『レオロジー』とは何ぞや?
『レオロジー』は言葉や概念が難しく、なかなかとっつきにくい学問でもありますが、レオロジーで扱われる現象というのは、案外身近な現象が多いんです。そこで、そんなレオロジーについて、少し噛み砕いて説明していきたいと思います。
まずは「粘度」の概念について考えてみましょう。
レオロジーを理解する上で重要なことの1つに「粘度」があります。一般に粘度とは、液体(流体)の流れにくさを表すもので、粘度の高い物質は流動させるために大きな力を加える必要があり、粘度の低い物質はわずかな力で流動させることが可能です。
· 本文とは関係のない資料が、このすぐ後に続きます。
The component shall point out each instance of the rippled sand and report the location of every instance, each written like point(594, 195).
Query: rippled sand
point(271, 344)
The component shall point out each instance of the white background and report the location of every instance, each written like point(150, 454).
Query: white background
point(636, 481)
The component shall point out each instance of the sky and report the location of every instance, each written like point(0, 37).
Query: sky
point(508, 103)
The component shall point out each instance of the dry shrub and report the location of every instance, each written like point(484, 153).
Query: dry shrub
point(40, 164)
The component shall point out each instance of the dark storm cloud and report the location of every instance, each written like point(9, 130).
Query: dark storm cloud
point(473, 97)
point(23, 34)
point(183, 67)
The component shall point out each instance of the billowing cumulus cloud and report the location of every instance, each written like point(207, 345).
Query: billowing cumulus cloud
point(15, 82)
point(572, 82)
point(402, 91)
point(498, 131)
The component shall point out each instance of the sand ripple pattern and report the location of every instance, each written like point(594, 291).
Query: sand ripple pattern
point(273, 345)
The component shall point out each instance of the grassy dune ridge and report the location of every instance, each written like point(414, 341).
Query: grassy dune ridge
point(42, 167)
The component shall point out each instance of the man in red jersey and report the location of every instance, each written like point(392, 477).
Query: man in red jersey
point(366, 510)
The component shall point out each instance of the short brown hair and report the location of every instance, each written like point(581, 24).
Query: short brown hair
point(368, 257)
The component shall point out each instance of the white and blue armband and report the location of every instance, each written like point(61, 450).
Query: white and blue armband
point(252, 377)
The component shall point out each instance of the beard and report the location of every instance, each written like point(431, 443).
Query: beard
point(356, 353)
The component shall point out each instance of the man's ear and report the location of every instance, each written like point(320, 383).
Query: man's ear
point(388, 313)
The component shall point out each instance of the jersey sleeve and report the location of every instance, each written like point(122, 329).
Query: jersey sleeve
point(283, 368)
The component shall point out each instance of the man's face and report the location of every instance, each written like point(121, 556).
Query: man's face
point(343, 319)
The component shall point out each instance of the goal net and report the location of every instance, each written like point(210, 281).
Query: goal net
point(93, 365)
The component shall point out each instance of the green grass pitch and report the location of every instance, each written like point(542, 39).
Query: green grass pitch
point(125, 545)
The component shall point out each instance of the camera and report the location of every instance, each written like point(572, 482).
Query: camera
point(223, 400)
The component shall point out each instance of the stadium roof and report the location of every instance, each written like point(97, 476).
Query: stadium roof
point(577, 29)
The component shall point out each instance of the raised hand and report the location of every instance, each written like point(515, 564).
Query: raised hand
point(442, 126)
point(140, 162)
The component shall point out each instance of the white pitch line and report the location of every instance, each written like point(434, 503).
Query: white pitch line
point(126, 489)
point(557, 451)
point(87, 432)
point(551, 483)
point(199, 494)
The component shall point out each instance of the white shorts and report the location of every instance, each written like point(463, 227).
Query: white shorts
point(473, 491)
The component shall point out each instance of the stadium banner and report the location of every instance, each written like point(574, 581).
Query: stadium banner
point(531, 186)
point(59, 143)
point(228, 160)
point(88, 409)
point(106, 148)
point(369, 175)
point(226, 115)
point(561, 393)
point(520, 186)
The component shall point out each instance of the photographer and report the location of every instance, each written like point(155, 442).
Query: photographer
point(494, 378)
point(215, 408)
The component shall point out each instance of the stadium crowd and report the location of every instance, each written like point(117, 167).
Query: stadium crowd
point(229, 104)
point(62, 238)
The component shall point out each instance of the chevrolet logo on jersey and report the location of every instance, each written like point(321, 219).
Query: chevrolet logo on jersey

例えば、コーヒーと蜂蜜をそれぞれコップに入れてコップを傾けたとき、重力により粘度の低いコーヒーはすぐに流れ出ますが、粘度の高い蜂蜜はなかなか流れ出てきません。
つまり、このとき粘度は【コーヒー<蜂蜜】となります。
では、蜂蜜とマーガリンでは、いったいどちらの粘度が高いのでしょうか?
さきほどと同じように、マーガリンと蜂蜜をそれぞれコップに入れて傾けた場合は、蜂蜜は流れ出しますが、マーガリンはコップの底でその形を保持したままで、流れ出ることはありません。しかし、ナイフでトーストに塗るときは、マーガリンも蜂蜜も同じくらいの力で塗ることができます。さらに、蜂蜜とマーガリンを同じ分量ずつ、それぞれボウルに入れ泡立て器でかき混ぜたとすると、マーガリンは案外小さな力でかき混ぜられますが、蜂蜜をかき混ぜるにはかなり大きな力が必要になります。
ということは、粘度は【蜂蜜<マーガリン】、であり【蜂蜜=マーガリン】であり、【蜂蜜>マーガリン】でもあるのです。
これは、マーガリンはかける力によって粘度が変化しているからなのです。
レオロジーでは、前述のコーヒーや蜂蜜のように、与える力によって粘度の変わらないものを「ニュートン流体」といい、マーガリンのように与える力によって粘度が変わるものを「非ニュートン流体」といい、区別しています。
例を上げると、水、食用油、水あめ等は粘度の違いこそあれ、ほぼニュートン流体ですが、ケチャップ、マヨネーズ、ヨーグルト等は非ニュートン流体にあたります。